PresetTemplateUse Case
Question AnsweringQuestion: {query}\nAnswer:Q&A chatbots
Code SearchFind code related to: {query}Code repositories
Keyword Search{query}Direct keyword matching

Search Method

Search method defines how your system finds relevant chunks when a query is made. Dense (vector) search finds semantically similar content, while sparse (BM25) search matches exact keywords.

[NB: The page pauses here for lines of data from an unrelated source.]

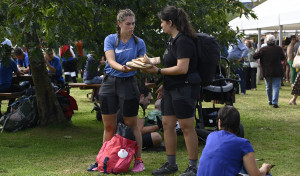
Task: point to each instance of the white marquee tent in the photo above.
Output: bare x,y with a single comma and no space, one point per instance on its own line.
272,15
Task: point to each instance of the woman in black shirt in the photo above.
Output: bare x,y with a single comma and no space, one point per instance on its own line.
178,94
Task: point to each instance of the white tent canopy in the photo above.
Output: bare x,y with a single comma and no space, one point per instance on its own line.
271,15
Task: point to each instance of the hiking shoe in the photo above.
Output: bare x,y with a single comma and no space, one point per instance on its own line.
138,166
165,169
190,171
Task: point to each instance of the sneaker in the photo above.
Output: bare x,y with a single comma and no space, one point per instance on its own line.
165,169
138,166
190,171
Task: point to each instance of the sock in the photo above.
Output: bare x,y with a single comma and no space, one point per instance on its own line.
171,160
193,163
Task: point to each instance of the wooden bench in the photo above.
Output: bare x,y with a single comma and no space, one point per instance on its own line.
84,86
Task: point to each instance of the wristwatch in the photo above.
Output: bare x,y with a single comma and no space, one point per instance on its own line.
159,71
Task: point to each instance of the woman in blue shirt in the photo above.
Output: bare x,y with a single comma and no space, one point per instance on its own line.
119,87
224,153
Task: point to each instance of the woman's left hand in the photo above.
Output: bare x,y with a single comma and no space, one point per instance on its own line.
127,69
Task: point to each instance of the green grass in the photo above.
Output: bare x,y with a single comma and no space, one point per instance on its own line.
274,134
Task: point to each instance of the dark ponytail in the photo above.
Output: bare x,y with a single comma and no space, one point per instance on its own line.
179,18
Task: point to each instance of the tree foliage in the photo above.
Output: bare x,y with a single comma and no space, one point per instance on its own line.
59,22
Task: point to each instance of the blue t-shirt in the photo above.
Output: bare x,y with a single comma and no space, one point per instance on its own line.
91,68
123,53
6,74
24,62
57,65
223,154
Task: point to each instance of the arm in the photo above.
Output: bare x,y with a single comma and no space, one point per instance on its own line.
180,69
257,55
251,166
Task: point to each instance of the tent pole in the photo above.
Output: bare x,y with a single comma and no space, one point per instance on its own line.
259,37
258,48
280,35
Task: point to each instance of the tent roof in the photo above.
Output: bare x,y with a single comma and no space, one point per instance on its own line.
271,14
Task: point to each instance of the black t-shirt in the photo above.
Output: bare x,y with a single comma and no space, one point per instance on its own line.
179,47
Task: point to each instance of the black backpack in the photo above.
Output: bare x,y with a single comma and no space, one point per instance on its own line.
208,51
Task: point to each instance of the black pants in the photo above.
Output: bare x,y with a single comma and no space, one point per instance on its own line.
247,77
253,77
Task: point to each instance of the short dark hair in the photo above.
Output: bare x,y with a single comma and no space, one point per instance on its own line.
230,119
293,37
18,51
144,90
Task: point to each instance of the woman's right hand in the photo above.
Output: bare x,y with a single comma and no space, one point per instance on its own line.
267,167
159,92
127,69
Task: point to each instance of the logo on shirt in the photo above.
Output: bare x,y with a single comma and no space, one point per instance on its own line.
120,51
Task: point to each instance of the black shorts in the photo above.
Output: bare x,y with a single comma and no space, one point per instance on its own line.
180,102
116,93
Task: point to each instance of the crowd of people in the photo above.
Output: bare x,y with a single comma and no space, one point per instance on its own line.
120,95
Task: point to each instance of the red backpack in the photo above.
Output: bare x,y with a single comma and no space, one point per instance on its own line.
116,155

Hybrid search combines both approaches for the best of both worlds — catching both conceptual matches and exact keyword hits.

SettingWhat It Does
Search MethodSelects the search strategy for finding relevant chunks
Enable BM25Adds keyword-based BM25 search alongside vector search
BM25 WeightControls how much BM25 scores influence final rankings (0-1)
Hybrid Rerank MethodDetermines how vector and BM25 results are combined

Search Methods

MethodDescription
DensePure vector (embedding) search
SparseBM25 keyword search only
HybridVector + BM25 with reranking
GraphVector + knowledge graph traversal

Reranking Methods

MethodDescription
RRFReciprocal Rank Fusion (recommended)
Reciprocal Rank FusionFull RRF with configurable window
Weighted SumWeighted combination of scores

RAG Pipeline Settings

Pipeline settings control the final stages of query processing — how many results are returned, what quality threshold they must meet, and how the retrieved context is assembled before being sent to the LLM. These settings balance result quantity against quality and control whether your system returns raw search results or generates natural language answers.

SettingWhat It Does
Top KNumber of results to return per query
Score ThresholdMinimum similarity score — results below this are filtered out
Context AssemblyStrategy for ordering and combining retrieved chunks
Max Context LengthMaximum number of tokens in the assembled context
LLM IntegrationEnables LLM-powered answer generation (requires LLM model integration)
LLM ModelSelects the LLM model for generating answers
TemperatureControls LLM creativity (0 = deterministic, 1 = more creative)

Context Assembly Methods

MethodDescription
RankedAssembles chunks by relevance score (recommended)
SequentialAssembles chunks in original document order
WeightedCombines relevance score and document position

Start with defaults and adjust top_k and score_threshold based on your evaluation results. Higher thresholds reduce noise but may miss relevant chunks.